Ilustrasi Menjaga Lisan (Foto: The Economist) 

"Musibah lidah" itu tema acara bincang santai saya dan teman-teman minggu ini. Bincang santai adalah acara ngobrol rutin yang kami lakukan. Biasanya kami adakan di malam hari sambil melepas lelah setelah bekerja.

 Sekilas saya bingung, apa yang dimaksud dengan tema "musibah lidah". Biasanya tema yang sering diperbincangkan pada acara-acara diskusi itu "menjaga lisan." Tema "Musibah lidah" terasa kaku di lidah.

Mendengar tema ini saya teringat sebuah ungkapan, "Mulutmu harimaumu." Karena harimau hewan buas, mungkin saja bisa membawa bencana, musibah. Mungkin itu yang dimaksud musibah pada tema diskusi ini. Musibah yang disebabkan oleh lidah yang tak dapat dijaga.

Terlepas dari tanda tanya mengenai tema diskusi, saya mencatat beberapa poin ketika mendengarkan diskusi dan obrolan kami. Ketika saya renungi, memang poin-poin yang dibahas berkisar tentang permasalahan menjaga lisan.

Poin pertama, dalam diskusi dikatakan, "Banyak berbicara merupakan penyakit yang bersumber dari ketidakseimbangan ruh dan akal." Dari poin ini sangat jelas dikatakan bahwa banyak bicara itu tidak baik, diibaratkan sebagai penyakit.

Banyak bicara disini maksudnya adalah banyak bicara yang berlebihan, banyak bicara yang tak jelas juntrungannya.

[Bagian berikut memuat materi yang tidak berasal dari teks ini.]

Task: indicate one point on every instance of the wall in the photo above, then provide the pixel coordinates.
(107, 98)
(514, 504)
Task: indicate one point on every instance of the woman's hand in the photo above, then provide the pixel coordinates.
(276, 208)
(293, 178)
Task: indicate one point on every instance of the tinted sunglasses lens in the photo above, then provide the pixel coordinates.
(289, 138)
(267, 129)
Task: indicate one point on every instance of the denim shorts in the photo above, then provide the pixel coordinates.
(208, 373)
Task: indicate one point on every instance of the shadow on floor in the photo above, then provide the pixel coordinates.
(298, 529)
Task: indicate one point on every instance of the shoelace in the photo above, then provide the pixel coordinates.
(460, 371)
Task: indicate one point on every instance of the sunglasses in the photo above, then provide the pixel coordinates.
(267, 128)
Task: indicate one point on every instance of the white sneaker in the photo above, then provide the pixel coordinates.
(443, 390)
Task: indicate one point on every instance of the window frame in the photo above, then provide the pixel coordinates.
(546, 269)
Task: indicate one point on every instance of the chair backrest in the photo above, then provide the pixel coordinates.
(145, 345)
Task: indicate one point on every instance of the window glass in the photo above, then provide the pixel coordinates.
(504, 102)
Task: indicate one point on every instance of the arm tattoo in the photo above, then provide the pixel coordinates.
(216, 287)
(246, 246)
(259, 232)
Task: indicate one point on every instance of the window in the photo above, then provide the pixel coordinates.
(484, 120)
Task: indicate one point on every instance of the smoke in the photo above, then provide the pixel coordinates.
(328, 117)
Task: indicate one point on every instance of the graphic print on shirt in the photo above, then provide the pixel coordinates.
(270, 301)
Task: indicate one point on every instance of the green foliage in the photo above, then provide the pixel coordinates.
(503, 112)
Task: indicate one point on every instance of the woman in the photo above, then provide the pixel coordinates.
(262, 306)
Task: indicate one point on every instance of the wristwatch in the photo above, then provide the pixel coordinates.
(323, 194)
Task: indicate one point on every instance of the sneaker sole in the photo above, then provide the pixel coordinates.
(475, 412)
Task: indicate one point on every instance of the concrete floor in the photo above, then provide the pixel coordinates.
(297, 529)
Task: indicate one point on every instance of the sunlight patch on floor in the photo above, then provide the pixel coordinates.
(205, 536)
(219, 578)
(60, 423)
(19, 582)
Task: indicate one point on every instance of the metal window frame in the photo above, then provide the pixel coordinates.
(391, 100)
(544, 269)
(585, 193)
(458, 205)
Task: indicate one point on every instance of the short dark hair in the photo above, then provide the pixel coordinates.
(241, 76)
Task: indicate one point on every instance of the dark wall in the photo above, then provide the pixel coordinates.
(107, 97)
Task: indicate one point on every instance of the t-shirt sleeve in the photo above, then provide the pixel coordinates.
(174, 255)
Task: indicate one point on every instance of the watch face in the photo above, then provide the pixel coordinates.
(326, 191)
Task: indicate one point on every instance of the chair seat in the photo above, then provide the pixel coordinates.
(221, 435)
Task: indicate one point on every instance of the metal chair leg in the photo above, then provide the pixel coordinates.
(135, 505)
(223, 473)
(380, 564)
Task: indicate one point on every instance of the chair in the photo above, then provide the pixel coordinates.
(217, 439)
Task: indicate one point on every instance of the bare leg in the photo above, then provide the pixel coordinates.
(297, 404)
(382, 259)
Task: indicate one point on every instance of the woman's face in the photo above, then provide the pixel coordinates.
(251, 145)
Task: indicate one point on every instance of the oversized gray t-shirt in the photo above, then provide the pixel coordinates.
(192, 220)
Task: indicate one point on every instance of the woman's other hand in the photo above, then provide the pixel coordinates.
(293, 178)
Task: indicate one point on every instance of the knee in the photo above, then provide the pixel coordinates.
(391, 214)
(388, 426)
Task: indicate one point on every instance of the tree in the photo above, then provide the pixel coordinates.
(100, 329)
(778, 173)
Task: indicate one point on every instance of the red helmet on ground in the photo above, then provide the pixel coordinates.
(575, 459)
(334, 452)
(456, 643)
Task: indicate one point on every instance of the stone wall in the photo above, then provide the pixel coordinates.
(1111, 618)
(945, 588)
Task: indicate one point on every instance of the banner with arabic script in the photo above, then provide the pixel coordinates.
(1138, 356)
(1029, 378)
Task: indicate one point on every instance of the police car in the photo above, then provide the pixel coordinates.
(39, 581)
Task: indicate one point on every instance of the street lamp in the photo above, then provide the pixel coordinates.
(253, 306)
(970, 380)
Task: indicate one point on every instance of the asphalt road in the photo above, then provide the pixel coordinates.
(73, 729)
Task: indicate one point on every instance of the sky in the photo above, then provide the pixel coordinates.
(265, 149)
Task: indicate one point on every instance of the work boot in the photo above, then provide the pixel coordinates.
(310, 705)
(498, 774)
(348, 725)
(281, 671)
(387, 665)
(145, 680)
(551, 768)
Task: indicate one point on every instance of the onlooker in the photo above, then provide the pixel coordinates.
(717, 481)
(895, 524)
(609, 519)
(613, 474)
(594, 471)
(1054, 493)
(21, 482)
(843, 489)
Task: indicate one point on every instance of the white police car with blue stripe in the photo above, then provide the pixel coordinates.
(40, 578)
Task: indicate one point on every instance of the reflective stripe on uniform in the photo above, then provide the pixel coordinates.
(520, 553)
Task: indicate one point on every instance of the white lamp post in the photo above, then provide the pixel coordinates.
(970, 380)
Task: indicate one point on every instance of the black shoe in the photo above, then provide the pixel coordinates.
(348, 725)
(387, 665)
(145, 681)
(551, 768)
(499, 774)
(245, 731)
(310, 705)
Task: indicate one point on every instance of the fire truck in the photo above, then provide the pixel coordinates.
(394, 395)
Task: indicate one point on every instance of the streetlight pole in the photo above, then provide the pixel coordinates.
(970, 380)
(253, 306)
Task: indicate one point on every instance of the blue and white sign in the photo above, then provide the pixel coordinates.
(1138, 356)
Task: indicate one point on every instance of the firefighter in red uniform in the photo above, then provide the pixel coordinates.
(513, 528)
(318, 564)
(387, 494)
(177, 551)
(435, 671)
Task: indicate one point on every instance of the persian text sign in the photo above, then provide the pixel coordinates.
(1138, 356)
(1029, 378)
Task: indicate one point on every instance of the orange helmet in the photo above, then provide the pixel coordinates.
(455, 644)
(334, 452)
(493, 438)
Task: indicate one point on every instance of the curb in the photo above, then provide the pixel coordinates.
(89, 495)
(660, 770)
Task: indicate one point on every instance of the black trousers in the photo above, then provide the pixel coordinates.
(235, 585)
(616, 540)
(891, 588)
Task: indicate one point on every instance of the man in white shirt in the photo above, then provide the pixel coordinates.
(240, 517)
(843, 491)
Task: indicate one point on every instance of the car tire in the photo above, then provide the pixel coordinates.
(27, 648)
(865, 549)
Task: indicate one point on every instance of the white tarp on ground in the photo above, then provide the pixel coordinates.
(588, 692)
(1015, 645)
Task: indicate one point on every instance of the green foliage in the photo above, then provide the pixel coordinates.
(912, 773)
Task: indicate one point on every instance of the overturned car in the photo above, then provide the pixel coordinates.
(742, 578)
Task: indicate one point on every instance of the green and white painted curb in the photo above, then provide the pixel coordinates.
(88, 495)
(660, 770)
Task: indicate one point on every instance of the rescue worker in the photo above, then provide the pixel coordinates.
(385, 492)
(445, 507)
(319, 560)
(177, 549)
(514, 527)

Bicara dengan tidak memiliki isi dan makna yang jelas dan berbobot. Bicara yang hanya mengedepankan banyaknya saja. 

Semakin banyak bicara, semakin banyak kesalahan.Banyak bicara bukan berarti bertambah jelas maksud dari apa yang dibicarakan. Terkadang banyak bicara justru semakin sesuatu tidak jelas.

Orang yang pintar cenderung tidak banyak bicara, lebih banyak memberi kesempatan kepada orang lain yang dianggapnya lebih memiliki kapasitas untuk bicara. Tujuannya, supaya dia bisa juga belajar dari orang tersebut. Karena inilah dia menjadi pintar, lebih banyak belajar daripada bicara.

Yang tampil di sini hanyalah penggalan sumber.